Naon Chomsky: Assange Deveria Ser Condecorado
Naon Chomsky
Quando, na quarta-feira, 15 de agosto deste ano, era
iminente que Julian Assange obteria o asilo político que tinha solicitado ao
governo do Equador, escrevi ao professor Noam Chomsky, um dos pensadores mais
importantes da atualidade para que me respondesse umas perguntas sobre o asilo,
a geopolítica que rodeia este caso e a liberdade de expressão.
Por José María León, em GkillCity
Há vários meses, havia mantido uma breve correspondência com o professor
Chomsky, que ainda não tinha podido materializar uma entrevista para GkillCity.
Cruzamos um par de e-mails e, ainda que tenha me advertido que tinha uma fila
de solicitações de entrevista que costuma programar para meses depois, iria
fazer o possível para respondê-las.
No domingo, dia 19, recebi um e-mail às 10h08, com uma breve introdução de
Chomsky, o linguista e filósofo norte-americano, que devolvia o questionário
respondido. Segue uma tradução de suas respostas:
GkillCity: Professor Chomsky,
sabemos que está sobrecarregado com pedidos de entrevistas, por isso, quero
agradecer a você por esta oportunidade. Queremos conhecer a sua opinião sobre o
mais recente caso diplomático que colocou Equador no centro da atenção
internacional: o asilo político a Julian Assange. O governo dos EUA emitiu uma
declaração que diz que este é um problema dos britânicos, equatorianos e
suecos. Você acha que é um argumento honesto? Os Estados Unidos realmente estão
interessados no destino de Julian Assange?
Noam Chomsky: A declaração não pode
ser levado a sério, simplesmente.
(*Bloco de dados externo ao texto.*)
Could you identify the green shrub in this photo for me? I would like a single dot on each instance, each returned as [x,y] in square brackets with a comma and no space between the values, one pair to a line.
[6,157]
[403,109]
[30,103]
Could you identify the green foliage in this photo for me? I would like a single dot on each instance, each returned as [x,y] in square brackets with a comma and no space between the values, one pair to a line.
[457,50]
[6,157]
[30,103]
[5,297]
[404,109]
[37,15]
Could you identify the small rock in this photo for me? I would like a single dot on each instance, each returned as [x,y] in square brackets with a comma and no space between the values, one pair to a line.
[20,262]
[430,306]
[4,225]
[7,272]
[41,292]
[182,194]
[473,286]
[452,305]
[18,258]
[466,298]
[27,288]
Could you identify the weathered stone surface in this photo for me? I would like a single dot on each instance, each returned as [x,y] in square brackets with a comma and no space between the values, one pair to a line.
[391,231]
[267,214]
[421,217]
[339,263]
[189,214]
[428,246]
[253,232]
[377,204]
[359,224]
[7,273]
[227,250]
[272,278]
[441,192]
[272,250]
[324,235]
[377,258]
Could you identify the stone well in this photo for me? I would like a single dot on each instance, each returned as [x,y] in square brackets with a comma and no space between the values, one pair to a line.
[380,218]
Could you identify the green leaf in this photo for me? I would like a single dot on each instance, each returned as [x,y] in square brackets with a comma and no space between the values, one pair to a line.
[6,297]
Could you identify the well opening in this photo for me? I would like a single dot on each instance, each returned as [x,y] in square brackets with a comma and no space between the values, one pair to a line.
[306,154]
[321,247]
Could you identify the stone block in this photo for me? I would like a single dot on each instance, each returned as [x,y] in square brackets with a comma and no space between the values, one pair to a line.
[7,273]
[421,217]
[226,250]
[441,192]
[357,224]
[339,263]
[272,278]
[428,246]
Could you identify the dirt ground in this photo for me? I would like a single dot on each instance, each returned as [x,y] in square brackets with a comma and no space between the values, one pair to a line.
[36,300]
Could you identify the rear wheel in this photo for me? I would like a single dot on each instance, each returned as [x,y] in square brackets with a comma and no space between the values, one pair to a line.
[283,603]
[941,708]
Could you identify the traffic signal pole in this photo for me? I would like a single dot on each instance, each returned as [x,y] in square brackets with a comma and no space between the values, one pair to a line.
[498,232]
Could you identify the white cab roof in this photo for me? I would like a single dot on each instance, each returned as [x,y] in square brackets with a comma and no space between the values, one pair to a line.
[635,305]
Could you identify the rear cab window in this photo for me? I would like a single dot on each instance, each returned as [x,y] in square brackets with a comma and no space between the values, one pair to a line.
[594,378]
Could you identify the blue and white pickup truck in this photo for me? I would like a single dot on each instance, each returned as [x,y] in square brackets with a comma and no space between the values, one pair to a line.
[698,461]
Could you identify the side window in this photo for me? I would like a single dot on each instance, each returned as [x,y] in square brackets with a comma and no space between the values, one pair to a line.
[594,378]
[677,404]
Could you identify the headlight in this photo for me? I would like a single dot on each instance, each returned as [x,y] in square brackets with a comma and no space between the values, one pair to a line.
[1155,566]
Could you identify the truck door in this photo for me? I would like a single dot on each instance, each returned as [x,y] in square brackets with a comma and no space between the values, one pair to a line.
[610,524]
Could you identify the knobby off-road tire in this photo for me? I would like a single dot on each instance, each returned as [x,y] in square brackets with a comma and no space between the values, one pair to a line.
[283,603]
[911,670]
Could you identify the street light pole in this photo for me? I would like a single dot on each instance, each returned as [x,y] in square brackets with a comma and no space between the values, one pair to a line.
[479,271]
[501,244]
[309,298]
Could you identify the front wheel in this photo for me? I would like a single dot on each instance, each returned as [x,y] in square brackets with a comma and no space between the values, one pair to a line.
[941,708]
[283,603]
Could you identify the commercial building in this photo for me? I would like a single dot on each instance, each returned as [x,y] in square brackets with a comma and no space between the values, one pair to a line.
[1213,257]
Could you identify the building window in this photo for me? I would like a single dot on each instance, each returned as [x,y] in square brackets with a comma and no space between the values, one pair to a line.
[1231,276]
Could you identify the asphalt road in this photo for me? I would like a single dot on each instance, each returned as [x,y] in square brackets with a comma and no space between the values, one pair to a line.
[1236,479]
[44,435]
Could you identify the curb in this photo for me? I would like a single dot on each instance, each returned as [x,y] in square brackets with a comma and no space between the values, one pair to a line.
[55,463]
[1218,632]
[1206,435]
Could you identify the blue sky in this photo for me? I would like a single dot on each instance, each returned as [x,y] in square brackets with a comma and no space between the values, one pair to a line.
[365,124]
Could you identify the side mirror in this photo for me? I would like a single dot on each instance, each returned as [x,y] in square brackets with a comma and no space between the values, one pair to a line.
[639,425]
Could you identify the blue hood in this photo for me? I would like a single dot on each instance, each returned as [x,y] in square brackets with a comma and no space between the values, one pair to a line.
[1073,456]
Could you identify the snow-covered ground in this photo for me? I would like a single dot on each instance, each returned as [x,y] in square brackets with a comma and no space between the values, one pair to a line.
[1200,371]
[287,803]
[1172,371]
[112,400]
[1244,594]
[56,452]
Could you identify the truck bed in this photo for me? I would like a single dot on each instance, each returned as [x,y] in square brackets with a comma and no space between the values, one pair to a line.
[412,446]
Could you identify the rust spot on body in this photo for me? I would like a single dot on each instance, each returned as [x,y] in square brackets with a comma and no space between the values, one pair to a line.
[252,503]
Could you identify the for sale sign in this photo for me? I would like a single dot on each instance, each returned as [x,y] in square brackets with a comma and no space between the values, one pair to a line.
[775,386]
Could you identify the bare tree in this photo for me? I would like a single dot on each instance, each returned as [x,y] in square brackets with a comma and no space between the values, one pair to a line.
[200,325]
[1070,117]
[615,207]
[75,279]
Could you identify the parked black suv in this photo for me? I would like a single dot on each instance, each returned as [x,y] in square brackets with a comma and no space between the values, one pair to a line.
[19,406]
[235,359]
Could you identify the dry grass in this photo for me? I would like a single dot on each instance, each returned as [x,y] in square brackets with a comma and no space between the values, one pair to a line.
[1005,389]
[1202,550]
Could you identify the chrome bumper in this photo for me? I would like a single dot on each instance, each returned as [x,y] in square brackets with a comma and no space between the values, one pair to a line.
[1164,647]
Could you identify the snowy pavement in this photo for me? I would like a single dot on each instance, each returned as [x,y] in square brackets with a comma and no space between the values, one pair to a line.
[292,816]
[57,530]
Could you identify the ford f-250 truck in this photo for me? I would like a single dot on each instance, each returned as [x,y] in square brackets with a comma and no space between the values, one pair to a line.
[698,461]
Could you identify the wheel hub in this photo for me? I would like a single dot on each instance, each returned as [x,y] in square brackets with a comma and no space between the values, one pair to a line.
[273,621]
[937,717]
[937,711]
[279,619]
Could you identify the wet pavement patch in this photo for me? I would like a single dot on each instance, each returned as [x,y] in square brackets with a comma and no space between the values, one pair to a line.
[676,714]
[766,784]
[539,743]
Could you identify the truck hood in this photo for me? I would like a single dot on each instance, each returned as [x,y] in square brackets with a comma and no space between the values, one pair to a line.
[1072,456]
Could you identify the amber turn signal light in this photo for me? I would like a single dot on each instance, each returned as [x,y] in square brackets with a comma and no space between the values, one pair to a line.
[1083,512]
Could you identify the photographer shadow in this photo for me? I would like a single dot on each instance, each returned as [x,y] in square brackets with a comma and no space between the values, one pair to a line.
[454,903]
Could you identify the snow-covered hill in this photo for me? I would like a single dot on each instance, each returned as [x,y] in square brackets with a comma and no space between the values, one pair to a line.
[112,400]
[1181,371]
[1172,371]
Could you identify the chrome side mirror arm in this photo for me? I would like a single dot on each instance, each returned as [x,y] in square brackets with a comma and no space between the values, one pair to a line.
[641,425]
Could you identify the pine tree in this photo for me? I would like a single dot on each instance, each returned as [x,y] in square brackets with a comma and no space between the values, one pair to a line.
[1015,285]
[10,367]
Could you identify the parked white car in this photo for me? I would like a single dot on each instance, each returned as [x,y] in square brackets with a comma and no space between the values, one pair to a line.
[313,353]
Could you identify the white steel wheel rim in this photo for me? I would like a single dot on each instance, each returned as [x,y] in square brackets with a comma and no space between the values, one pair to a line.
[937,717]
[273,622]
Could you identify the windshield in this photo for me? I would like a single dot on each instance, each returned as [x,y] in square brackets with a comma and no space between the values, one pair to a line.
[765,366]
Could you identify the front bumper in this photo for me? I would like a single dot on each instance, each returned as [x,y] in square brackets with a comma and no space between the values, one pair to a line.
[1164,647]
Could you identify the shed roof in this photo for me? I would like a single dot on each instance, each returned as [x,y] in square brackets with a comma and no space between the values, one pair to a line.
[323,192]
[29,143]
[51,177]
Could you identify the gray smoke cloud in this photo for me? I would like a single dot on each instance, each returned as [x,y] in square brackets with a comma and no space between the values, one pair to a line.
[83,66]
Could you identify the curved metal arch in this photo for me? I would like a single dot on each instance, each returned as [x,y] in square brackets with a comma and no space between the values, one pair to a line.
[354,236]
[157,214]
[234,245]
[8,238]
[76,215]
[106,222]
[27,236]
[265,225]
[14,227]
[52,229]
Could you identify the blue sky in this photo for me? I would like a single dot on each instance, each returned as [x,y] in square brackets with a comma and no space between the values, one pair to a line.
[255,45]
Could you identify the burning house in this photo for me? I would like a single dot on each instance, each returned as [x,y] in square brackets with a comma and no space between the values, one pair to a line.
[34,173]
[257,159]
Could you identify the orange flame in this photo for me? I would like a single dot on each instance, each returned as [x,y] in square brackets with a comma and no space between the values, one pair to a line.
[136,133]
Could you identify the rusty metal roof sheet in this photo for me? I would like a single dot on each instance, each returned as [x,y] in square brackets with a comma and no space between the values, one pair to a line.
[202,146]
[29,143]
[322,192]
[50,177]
A sombra que paira sobre toda esta questão é
a expectativa de que a Suécia envie de forma rápida Assange aos Estados Unidos,
onde as chances de que receba um julgamento justo são praticamente zero. Isso é
evidenciado pelo tratamento brutal e ilegal a Bradley Manning e a histeria
generalizada do governo e dos meios de comunicação sobre Assange.
Além disso, para aqueles que acreditam que os cidadãos têm o direito de saber o
que o seu governo planeja e faz, isto é, aqueles que têm um persistente afeto
pela democracia, Assange não deveria enfrentar um processo judicial, mas, pelo
contrário, ser condecorado com uma medalha de honra.
GkillCity: Sobre a questão
específica do asilo concedido pelo Equador a Assange, afirmou-se que o governo
equatoriano mostrou ambiguidade em relação à liberdade de imprensa: por um
lado, mantém um contante confronto retórico (que tem sido levada ao tribunal,
come os casos do Diario El Universo e dos jornalistas Juan Carlos Calderón e
Christian Zurita, autores do livro O Grande Irmão) e, por outro lado, dá asilo
a Assange. Você vê contradição nisso também? Ou você tem uma leitura diferente?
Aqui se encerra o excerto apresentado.